逆転の思想-26-
                水道公論2004年11月号


 語学教育の改善

 最近、電車の吊り広告で、英会話学校の、我が国の語学教育への挑戦と受け止められるような広告が2枚組で出ているのをよく見る。主旨は、日本で6年間も英語の授業があるのに、話せない人が多い状況について、教育の内容がおかしくて、それを改善するため英語を話す国で育ったネイテイブスピーカーによる楽しい実践的な教育によって、効率的に上達できるというもの。言われる通り同感を示すものである。この広告は京都の地下鉄でも目にしたので相当広い範囲に広告していると思われる。出張先の駅前には必ず目にするほど、ネイテイブスピーカーを講師とする語学学校は全国至るところに急速に展開している。教育の現状の裏返しの気がする。
 大学進学率が50%と高い国で、話せる人が少ないのは確かにおかしい。原因として、読解力が重視されてきたことがある。外国にいくことが非常に希で、本を読んで内容が吸収できればよかった時代から、聞き取れ、話せ、意思疎通など会話が重要になっている時代への展開が遅れている。
 効率的な学習も大きな課題である。義務教育ほど護送船団的なものはない。平均に押し込めようとしている感がある。特に入学試験では、一定範囲を超える出題がなされず、限られた範囲で重箱の隅を掘るような出題状態になっていて、無駄な努力を強いている感がある。特定の科目に秀でた受験生が評価されず、失点の少ない受験生が合格するようになっている。

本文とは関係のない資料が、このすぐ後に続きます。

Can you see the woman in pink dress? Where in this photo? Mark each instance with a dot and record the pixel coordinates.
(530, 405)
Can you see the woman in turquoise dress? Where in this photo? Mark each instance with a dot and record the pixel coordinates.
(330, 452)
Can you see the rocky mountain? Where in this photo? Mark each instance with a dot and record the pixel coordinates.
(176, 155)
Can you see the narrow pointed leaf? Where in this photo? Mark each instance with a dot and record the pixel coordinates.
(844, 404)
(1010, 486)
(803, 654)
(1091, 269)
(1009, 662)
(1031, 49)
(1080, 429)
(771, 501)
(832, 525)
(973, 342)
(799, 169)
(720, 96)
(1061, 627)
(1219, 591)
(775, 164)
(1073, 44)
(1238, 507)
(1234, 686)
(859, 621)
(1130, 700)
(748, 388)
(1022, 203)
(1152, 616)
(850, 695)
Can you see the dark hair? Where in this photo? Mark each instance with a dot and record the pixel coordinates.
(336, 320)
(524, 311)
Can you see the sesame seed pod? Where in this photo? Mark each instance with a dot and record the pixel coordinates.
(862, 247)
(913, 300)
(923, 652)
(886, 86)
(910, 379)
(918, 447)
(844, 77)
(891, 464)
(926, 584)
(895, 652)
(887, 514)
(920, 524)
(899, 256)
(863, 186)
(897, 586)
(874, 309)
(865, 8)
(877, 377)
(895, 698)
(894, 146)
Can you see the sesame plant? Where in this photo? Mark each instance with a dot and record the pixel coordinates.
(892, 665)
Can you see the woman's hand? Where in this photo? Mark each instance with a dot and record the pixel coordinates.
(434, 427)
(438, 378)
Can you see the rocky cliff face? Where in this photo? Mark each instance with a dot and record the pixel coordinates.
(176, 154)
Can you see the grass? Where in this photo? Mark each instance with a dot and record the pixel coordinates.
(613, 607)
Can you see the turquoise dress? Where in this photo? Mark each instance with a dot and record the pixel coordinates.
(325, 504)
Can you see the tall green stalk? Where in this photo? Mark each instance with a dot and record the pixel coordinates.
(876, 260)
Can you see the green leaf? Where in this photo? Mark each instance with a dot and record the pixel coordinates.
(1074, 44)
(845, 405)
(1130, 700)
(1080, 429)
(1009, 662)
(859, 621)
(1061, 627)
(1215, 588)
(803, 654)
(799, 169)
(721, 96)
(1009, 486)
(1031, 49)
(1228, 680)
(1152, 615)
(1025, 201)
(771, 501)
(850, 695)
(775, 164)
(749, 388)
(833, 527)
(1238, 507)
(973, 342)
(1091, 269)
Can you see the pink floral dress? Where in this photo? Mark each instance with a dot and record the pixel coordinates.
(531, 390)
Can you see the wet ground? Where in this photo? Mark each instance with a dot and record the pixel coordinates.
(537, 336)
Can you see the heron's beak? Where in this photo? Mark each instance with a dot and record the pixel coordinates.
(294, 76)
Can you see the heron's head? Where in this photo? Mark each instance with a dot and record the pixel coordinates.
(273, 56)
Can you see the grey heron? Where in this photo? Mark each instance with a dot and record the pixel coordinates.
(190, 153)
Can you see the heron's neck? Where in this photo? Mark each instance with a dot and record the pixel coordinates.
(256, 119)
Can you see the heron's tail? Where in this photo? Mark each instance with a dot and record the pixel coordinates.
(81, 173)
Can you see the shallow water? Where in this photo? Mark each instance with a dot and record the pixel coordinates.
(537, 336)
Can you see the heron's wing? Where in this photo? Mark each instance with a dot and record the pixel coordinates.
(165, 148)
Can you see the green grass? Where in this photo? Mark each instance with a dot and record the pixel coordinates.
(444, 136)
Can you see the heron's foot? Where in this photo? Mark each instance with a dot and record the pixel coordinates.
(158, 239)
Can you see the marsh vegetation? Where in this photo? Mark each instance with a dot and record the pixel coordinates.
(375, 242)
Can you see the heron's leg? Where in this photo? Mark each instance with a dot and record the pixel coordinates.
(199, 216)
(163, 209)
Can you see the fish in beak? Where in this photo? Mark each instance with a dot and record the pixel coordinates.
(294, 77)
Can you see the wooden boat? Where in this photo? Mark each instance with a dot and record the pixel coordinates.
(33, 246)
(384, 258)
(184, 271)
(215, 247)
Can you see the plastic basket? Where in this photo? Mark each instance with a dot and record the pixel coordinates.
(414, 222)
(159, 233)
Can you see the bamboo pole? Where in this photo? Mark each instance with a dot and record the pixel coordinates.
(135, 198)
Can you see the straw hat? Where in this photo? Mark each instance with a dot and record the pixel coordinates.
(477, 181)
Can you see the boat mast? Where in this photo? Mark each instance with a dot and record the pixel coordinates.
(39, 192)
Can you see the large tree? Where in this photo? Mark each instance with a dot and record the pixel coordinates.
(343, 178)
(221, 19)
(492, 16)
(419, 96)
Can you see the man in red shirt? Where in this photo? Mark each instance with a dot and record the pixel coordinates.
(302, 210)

 教育の改善方策としてITの適正な活用がある。人件費が非常に高い国であるので、安いパソコンを使って学習能率を上げる工夫ができる。楽しく、実践的であるように工夫されたパソコン対話型の語学教育で習熟度に応じた効率的な学習が可能になる。子供は難しいゲームもすぐマスターしてしまうので、ゲーム並みの対話型ソフトを作れば、先生が十分な知識を習得しなくても、学習が進む。また正確な外国語による語学の聞き取りもできる。パソコンでの学習能率は自分の場合を考えると、3倍は上がると考えられる。学校へのパソコンの導入が実施されているが、パソコンを教えるというだけで本格的なものには見えない。
 一方、きめ細かい教育も可能である。パソコンでの学習時間を例えば2/3にすると生徒を3つにグループ分けして小グループでの生徒の特性に応じた授業ができる。
 数学でも同じことが言える。
 教えることの内容、教育システムなど、遅れを早期改善していく必要がある。